Abstract

This paper describes a new and innovative and approach for representing, recognizing and interpreting human activity from video, contributing to an automated system capable of recognition of complex human behaviors. This technology is directly applicable for monitoring public safety and law enforcement, and capturing of activities is crucial for supporting virtual collaborations between citizens, and between citizens and government. Digital video stores of terabytes are now common, and will continue to increase until they dominate stored data. The government of the future will have to manage, organize, recall, and interpret information from this resource, This paper addresses one important facet of this. The approach presented here is a model based on the hierarchical synergy of three other models: the Local/Global (L-G) graph, the Stochastic Petri Net (SPN) graph and a neural network (NN) model. The application focus is the description of activity of actors in a video (or multi-sensor) scene, from the snapshot state description through higher levels of organization into events.
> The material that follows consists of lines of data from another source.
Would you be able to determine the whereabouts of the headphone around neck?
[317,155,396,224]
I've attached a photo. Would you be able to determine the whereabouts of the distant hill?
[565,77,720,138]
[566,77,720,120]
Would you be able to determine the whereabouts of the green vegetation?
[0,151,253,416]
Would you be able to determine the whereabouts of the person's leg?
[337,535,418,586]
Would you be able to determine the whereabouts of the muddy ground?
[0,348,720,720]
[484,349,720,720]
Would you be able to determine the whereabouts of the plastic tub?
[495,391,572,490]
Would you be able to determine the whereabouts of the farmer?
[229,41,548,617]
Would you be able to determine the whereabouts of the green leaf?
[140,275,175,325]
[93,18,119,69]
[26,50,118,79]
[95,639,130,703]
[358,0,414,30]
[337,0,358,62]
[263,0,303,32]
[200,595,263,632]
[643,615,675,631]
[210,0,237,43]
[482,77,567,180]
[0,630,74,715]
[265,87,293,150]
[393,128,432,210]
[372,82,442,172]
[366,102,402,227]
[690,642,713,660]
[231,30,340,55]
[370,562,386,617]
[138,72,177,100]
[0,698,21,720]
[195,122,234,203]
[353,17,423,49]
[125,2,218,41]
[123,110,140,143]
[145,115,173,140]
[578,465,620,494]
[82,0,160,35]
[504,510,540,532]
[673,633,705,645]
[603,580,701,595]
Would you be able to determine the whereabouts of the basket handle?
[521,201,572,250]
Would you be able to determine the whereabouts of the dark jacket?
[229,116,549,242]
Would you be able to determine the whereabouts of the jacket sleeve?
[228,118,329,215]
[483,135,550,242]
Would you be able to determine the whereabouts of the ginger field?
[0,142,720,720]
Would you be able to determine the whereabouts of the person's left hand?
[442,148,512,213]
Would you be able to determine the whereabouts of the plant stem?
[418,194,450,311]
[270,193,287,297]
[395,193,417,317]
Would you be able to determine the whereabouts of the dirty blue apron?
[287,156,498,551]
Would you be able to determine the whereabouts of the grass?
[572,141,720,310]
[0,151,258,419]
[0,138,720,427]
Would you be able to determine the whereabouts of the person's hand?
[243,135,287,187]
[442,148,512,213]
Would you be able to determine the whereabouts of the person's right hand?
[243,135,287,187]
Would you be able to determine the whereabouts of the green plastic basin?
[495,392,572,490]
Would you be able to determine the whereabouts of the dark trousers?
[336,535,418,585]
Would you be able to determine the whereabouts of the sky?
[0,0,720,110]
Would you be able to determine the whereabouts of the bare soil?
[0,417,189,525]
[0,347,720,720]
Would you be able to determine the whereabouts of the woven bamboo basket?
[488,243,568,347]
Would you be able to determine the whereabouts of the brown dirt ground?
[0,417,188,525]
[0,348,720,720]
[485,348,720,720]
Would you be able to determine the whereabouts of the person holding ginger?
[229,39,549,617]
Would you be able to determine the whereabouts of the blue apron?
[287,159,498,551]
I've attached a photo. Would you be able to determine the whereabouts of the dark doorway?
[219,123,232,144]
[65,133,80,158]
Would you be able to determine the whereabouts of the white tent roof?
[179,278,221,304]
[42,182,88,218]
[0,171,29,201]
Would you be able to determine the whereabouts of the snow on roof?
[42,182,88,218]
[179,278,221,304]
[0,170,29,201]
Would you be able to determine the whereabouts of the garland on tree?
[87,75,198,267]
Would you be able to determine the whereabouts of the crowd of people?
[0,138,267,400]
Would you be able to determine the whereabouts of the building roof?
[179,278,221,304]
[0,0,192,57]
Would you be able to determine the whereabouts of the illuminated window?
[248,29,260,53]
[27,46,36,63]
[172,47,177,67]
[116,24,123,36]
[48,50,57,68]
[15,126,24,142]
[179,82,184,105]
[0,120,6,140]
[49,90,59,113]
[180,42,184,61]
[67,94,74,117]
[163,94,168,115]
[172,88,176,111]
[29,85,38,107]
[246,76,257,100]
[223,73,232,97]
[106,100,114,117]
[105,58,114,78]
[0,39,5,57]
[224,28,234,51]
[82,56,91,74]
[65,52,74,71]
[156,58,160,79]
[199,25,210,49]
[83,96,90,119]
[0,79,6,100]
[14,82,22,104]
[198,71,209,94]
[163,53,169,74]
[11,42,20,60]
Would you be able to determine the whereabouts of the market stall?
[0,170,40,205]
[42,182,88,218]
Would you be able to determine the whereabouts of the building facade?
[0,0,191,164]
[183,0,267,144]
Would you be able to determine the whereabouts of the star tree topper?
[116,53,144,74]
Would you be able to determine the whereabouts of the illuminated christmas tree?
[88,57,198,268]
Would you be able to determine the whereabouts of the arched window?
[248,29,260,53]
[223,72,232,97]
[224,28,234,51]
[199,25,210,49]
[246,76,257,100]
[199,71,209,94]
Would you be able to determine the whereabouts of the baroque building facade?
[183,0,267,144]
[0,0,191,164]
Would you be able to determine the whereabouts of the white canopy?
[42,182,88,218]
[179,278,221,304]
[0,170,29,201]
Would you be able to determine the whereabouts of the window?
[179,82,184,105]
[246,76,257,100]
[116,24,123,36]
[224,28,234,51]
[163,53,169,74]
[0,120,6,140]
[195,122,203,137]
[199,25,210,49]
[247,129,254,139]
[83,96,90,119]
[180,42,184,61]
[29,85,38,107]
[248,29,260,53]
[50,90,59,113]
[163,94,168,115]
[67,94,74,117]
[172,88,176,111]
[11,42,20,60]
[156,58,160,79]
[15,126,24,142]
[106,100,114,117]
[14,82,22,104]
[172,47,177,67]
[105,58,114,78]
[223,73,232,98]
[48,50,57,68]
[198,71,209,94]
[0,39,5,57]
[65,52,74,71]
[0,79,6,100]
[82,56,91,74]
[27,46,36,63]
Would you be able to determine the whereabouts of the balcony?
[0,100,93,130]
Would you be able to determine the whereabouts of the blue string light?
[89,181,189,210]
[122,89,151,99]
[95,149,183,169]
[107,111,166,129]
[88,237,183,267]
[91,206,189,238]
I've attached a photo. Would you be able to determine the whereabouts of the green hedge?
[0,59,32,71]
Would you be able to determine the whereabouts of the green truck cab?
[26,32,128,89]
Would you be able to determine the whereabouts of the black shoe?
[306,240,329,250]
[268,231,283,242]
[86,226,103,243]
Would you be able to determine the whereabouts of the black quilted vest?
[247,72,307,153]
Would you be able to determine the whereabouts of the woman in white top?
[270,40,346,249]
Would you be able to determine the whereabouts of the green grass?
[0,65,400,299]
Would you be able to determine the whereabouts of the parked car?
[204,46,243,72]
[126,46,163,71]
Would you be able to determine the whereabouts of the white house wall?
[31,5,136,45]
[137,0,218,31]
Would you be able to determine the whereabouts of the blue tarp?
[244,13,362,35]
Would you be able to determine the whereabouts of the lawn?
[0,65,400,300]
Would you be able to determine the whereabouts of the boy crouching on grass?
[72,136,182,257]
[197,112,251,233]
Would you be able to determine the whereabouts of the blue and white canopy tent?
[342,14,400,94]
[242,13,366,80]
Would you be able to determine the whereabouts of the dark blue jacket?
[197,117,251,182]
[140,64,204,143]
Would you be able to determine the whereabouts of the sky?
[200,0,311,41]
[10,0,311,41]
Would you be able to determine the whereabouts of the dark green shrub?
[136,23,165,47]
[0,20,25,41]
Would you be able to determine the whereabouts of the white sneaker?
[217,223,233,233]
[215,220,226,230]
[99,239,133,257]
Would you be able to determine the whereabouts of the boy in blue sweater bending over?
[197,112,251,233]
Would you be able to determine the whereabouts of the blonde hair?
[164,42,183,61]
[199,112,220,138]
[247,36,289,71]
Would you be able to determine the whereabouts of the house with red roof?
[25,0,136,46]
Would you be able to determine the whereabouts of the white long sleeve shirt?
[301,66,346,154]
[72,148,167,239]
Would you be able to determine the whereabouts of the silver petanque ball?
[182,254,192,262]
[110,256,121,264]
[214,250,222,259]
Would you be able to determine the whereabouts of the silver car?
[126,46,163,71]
The concept of importance is the distinction and interaction between structural knowledge, or knowledge about physical state, and functional knowledge, knowledge about change and events. The L-G graph provides a powerful description of the structural image features presented in an event, and the SPN model offers a description of the functional behavior. The NN (or other adaptive) model provides the capability of leaning behavioral patterns for classification of posture and activity, and forecasting possible events in a free environment.